Like many PyTorch users, you may have heard about JAX, including its superior performance, the elegance of its functional programming approach, and its powerful built-in support for parallel computing. However, you may have struggled to find what you need to get started. This is a quick and easy-to-follow tutorial that helps you understand the basics of JAX by connecting new JAX concepts to the PyTorch building blocks you're already familiar with. So we created it!
In this tutorial, we explore the basics of the JAX ecosystem from the perspective of a PyTorch user and focus on training a simple neural network in both frameworks for the classic machine learning (ML) task of predicting which passengers will survive. Titanic disaster. Along the way, we'll introduce JAX, demonstrating that much of it maps to its PyTorch equivalent, from model definition to instantiation to training.

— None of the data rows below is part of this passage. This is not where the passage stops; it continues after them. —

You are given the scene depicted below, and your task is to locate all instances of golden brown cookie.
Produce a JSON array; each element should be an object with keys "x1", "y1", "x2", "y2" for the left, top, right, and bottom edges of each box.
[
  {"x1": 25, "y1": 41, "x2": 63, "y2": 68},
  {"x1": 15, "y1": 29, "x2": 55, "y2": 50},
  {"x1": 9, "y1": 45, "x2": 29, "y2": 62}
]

See the complete code example in the included notebook. https://www.kaggle.com/code/anfalatgoogle/pytorch-developer-s-guide-to-jax-fundamentals
Modularization with JAX
PyTorch users may initially find Jax's highly modular ecosystem to be quite different from what they are used to seeing. JAX is focused on being a high-performance numerical computation library that supports: automatic differentiation. Unlike PyTorch, it does not attempt to provide explicit built-in support for defining neural networks, optimizers, etc. Instead, JAX is designed to be flexible, allowing you to incorporate the framework of your choice and add its functionality.
In this tutorial, Flax Neural Network Library and Optax optimization library — Both are very popular and well-supported libraries. For a very PyTorch-like experience, we'll show you how to train a neural network with the new Flax NNX API, and then show you how to do the same with the older but still widely used Linen API.